For most of the last decade, the Walmart–Amazon comparison was a parlor game. One was a store company learning the internet; the other was an internet company learning stores. By mid-2025 that frame is stale. Both companies now sell groceries, both run national three-party marketplaces, both operate ad networks measured in the billions, and both are in the prescription drug delivery business. The interesting question is no longer whether they compete — it's where the playbooks diverge, and where, despite the rhetoric, they don't.

The grocery anchor

Walmart's grocery business remains the structural advantage operators we spoke to keep coming back to. A merchandising VP at a regional grocer described it bluntly: "Their basket starts in produce, ours starts in produce, Amazon's basket starts with batteries and a phone charger." Walmart's pickup and delivery business has continued to take share in 2025, and the company has leaned into fresh — expanding automated micro-fulfillment in select stores while keeping the floor-pick model where it still pencils out.

Amazon's grocery answer in 2025 has been more pragmatic than the Whole Foods era suggested. Fresh stores have stopped expanding; the Just Walk Out technology has been pulled from most of them and sold as a B2B product to stadiums and airports. The bet now is on same-day perishables out of existing fulfillment centers, paired with Whole Foods as a premium banner rather than a mass play. A director of category management at a CPG supplier told us Amazon's grocery share gains in 2025 have come almost entirely from the same-day channel, not from physical stores — which matches what their public commentary implies.

Marketplace and the seller squeeze

Both marketplaces tightened the screws on third-party sellers in 2025, but in different directions. Amazon raised effective fees again — a combination of FBA storage, inbound placement charges, and a new low-inventory fee that several aggregators told us is now the single biggest line item after the referral fee. Walmart's marketplace, still smaller, took the opposite tack: lowering commission in select categories to recruit sellers Amazon was bleeding.

The result is a measurable migration we've been hearing about all year. Sellers in apparel, home, and small electrics are increasingly listing on both, with Walmart treated as the second channel they actually invest in rather than the afterthought it was in 2023. None of the operators we spoke to said they were leaving Amazon — the traffic gap is still too large — but the share of marketplace GMV they route through Walmart has climbed into double digits for the first time.

Ads, the actual battleground

If you want to find where Walmart and Amazon are actually colliding in 2025, look at the ad business. Sponsored placements, off-site retargeting via the retailer's data, and connected-TV inventory tied to shopper graphs — both companies are selling effectively the same product to the same CPG buyers, and the buyers know it.

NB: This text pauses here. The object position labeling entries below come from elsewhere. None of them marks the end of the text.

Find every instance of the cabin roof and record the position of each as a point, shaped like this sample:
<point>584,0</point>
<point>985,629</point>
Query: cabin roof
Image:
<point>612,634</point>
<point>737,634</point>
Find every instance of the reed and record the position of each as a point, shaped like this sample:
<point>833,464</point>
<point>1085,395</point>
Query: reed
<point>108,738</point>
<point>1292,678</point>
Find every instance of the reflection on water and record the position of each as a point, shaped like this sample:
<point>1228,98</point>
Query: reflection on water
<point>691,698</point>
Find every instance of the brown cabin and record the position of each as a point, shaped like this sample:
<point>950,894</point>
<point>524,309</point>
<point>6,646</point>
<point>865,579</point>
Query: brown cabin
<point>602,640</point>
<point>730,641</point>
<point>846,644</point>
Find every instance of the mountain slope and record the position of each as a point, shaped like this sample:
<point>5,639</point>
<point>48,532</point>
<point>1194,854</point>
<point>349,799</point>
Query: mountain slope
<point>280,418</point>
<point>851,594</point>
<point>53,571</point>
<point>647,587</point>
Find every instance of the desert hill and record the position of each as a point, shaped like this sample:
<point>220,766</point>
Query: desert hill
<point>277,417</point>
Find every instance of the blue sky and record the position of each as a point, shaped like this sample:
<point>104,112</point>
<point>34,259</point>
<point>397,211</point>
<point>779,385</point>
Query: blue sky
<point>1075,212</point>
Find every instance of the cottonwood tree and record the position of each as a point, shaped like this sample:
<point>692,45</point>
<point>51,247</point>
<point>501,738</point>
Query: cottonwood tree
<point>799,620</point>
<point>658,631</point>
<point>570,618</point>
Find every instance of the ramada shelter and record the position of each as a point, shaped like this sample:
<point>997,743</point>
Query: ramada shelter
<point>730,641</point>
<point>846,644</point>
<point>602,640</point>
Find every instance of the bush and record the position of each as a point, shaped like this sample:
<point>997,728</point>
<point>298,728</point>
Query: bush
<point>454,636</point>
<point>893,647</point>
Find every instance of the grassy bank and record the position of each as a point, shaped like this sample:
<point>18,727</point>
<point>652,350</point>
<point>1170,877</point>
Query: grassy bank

A media director at a top-20 CPG advertiser described 2025 as the first year their retail-media budgets had a real allocation conversation, rather than each retailer being treated as a separate line item. "We're trading off Walmart Connect against Amazon Ads now," they said. "Two years ago we weren't."

Where they don't actually compete

For all the comparison-shopping, there are two areas where the playbooks barely touch:

  • Logistics-as-a-service. Amazon's Multi-Channel Fulfillment and its Buy with Prime widget continue to push the AWS-style logic into fulfillment. Walmart's GoLocal effort is real but smaller, and aimed mostly at mid-market shippers rather than competing for the DTC brand persona Amazon is courting.
  • Cloud. AWS is, of course, AWS. Walmart's cloud investments are internal. There is no Walmart equivalent — and the company has made clear there isn't going to be one.

What to watch into 2026

The divergence to watch is whether Walmart's automation capex — both DC-side and the in-store pickup automation it has been quietly expanding — drops unit costs enough to widen its grocery price gap into Q1 2026. If it does, Amazon's same-day grocery push gets harder. If it doesn't, the gap closes from the other direction. Either way, the two companies will spend 2026 selling to the same customer with two genuinely different theories of the case. That alone is news.